A genetic study has provided new evidence that alcohol accelerates biological aging. This is based on experimental data, where the participants who recorded higher weekly intakes of alcohol were found to have significantly shorter telomeres. This is indicative of direct DNA damage.
In more extreme cases of alcohol intake, it was found by the University of Oxford researchers that having an alcohol-use disorder was associated with up to six years of age-related DNA damage. Overall, the findings could implicate alcohol with age-related diseases such as Alzheimer’s disease.
While the short-term harm that excessive drinking causes is well established. However, data about whether alcohol accelerates the aging process is less well-defined. One reason for this is because ageing may relate to other factors, like socio-economic status.
These other variables have been controlled through new research which uses a genetic-based analysis. This research finds alcohol directly accelerates aging by damaging DNA in telomeres.
Telomeres are repetitive DNA sequences that cap the end of chromosomes, protecting them from damage. Telomere length is considered an indicator of biological aging, since 50-100 DNA bases are lost each time a cell replicates. Once telomeres become too short, cells can no longer divide and may even die.
Shorter telomere lengths have been connected with other aging-related diseases like Alzheimer’s disease, cancer, and coronary artery disease.

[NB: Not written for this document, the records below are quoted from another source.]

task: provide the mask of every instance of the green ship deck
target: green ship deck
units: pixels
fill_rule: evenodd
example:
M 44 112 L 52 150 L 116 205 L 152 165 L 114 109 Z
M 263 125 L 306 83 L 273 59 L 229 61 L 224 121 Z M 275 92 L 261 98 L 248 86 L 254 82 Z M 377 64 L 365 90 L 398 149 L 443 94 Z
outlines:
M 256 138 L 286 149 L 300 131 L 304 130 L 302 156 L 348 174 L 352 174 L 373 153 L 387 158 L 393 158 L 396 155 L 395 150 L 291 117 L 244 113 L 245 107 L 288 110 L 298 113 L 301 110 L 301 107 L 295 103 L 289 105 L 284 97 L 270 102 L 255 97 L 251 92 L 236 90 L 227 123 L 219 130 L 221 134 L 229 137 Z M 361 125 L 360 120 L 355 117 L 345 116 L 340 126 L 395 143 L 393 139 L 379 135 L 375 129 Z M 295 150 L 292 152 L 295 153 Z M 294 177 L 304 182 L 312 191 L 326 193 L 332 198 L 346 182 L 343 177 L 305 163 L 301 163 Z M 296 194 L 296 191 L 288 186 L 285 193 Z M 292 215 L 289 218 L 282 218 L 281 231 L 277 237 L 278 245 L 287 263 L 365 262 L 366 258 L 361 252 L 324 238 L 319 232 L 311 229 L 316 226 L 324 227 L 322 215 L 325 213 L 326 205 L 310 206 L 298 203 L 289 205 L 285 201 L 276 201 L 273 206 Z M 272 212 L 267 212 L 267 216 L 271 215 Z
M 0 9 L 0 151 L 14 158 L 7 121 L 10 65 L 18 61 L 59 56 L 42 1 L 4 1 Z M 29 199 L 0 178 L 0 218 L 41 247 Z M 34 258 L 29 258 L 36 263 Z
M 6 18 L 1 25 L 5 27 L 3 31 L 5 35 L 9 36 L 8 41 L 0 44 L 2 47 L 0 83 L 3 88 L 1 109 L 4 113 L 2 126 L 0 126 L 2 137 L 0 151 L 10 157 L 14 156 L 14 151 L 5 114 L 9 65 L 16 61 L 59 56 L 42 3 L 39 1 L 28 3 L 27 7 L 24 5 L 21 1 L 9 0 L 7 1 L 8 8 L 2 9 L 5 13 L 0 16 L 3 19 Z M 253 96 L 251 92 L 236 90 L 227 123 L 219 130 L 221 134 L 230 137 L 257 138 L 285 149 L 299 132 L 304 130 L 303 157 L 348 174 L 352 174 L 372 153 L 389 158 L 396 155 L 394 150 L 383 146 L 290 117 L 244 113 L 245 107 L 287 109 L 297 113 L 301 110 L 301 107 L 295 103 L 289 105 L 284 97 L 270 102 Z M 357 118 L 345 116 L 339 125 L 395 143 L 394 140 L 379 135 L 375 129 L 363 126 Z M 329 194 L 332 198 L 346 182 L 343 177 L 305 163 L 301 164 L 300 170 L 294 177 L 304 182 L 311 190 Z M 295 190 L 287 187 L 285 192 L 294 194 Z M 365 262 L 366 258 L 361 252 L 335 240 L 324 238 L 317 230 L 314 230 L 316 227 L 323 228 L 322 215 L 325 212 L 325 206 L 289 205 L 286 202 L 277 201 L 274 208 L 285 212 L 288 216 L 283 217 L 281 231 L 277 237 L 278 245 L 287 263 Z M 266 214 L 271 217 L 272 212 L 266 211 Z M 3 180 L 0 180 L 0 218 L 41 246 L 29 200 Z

The association between alcohol intake and telomere length was examined for 245,000 participants, drawing data from the UK Biobank. A genetic method called Mendelian Randomisation (MR) was deployed, where ‘genetic proxies’ were used to predict the level of exposure for each participant. These were genetic variants that have previously been associated with alcohol consumption and alcohol use disorders in large-scale genome-wide association studies.
The researchers also performed an observational assessment, based on the participants’ self-reported weekly alcohol intake at recruitment.
The data showed there was a significant association between high alcohol intake and shorter telomere length. As an example, compared with drinking less than 6 units of alcohol a week (about two large 250ml glasses of wine), drinking more than 29 units weekly (about ten 250ml glasses of 14 percent alcohol by volume wine) was associated with between one and two years of age-related change on telomere length.
With a second example, an increase from 10 units to 32 units per week was associated with the equivalent of 3 years of aging. The association between genetically-predicted alcohol consumption and telomere length was only significant for those drinking more than 17 units per week. This suggests that a minimum amount of alcohol consumption may be required to damage telomeres.
For people with an alcohol-use disorder, these individuals had significantly shorter telomere lengths compared with controls. This was equivalent to between 3 and 6 years of age-related change.
The research appears in the journal Molecular Psychiatry. The study is titled “Alcohol consumption and telomere length: Mendelian randomization clarifies alcohol’s effects.”